All of this is possible.
Some of it is easy, but require some minor workarounds.
Doing it “the right way” is a little harder.

First of all, let me explain why what you have doesn’t work.

The problem

  1. The “folder” doesn’t matter. Folders don’t show up in any meaningful way inside the code, so the “display” folder is not a problem.
  2. There are two things called “display” though, one is a namespace, and you do use “display::” to access things that live inside that namespace. The other is an object/instance of the SSD1306Template templated class. Instances are different from namespaces in that they allocate memory in RAM, and exists as an entity at runtime. (namespaces are purely compile time entities.) Accessing member methods/variables of an instance is done like this: “display.SetMessage”.
  3. It turns out though, that the display instance (which is the one we want) may potentially be called something other than “display”, and there may be more than one of them. (Although that is unusual.) Also, for various reasons, the display instance is declared after the prop in the ProffieOS.ino file, so the prop doesn’t actually know about the display instance.

The workaround

We can put a simple function like this somewhere at global level, before the prop:

void display_SetMessage(const char* message);

Now, the in the prop code, we can use this function, even though it’s not defined yet. (It’s declared, but not defined.)

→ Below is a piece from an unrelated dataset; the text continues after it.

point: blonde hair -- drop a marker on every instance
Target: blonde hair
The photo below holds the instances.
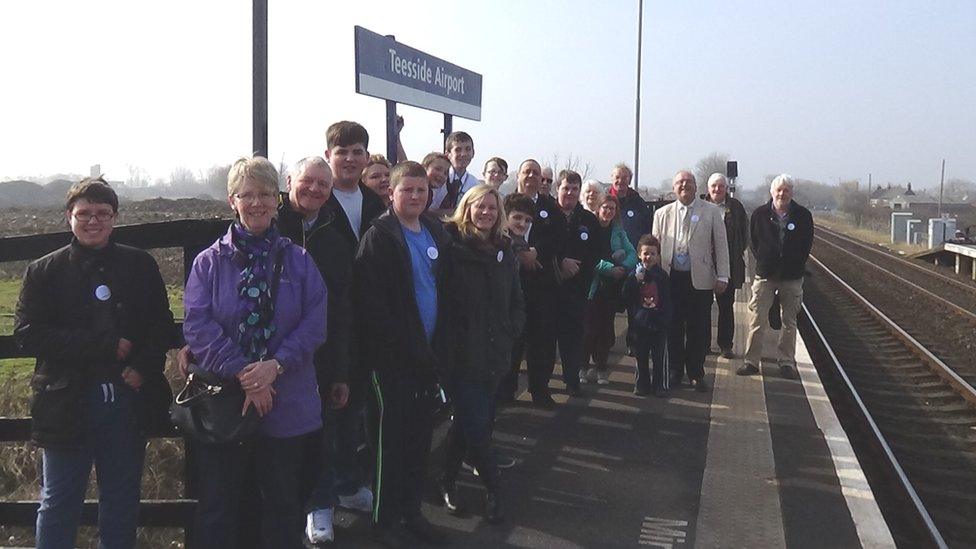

Finally, at some point after the display instance has been insantiated (in ProffieOS.ino) we can define the function:

void display_SetMessage(const char* message) {
   display.SetMessage(message);
}

And then everything will work.

The second problem

While the above works, it probably won’t do what you want if you have a bigger display, two displays, or some other weird configuration. For that reason, I prefer to set it up so that the display choses what messages to display based on the messages it receives rather than having the prop decide.

The right way (maybe)

It’s possible to write your own “display controller” which controls what is shown on the display in much more detail. That is where I imagine stuff like this belongs. Unfortunately there aren’t a lot of examples that shows how to do this, which probably makes it more difficult than the workaround outlined above.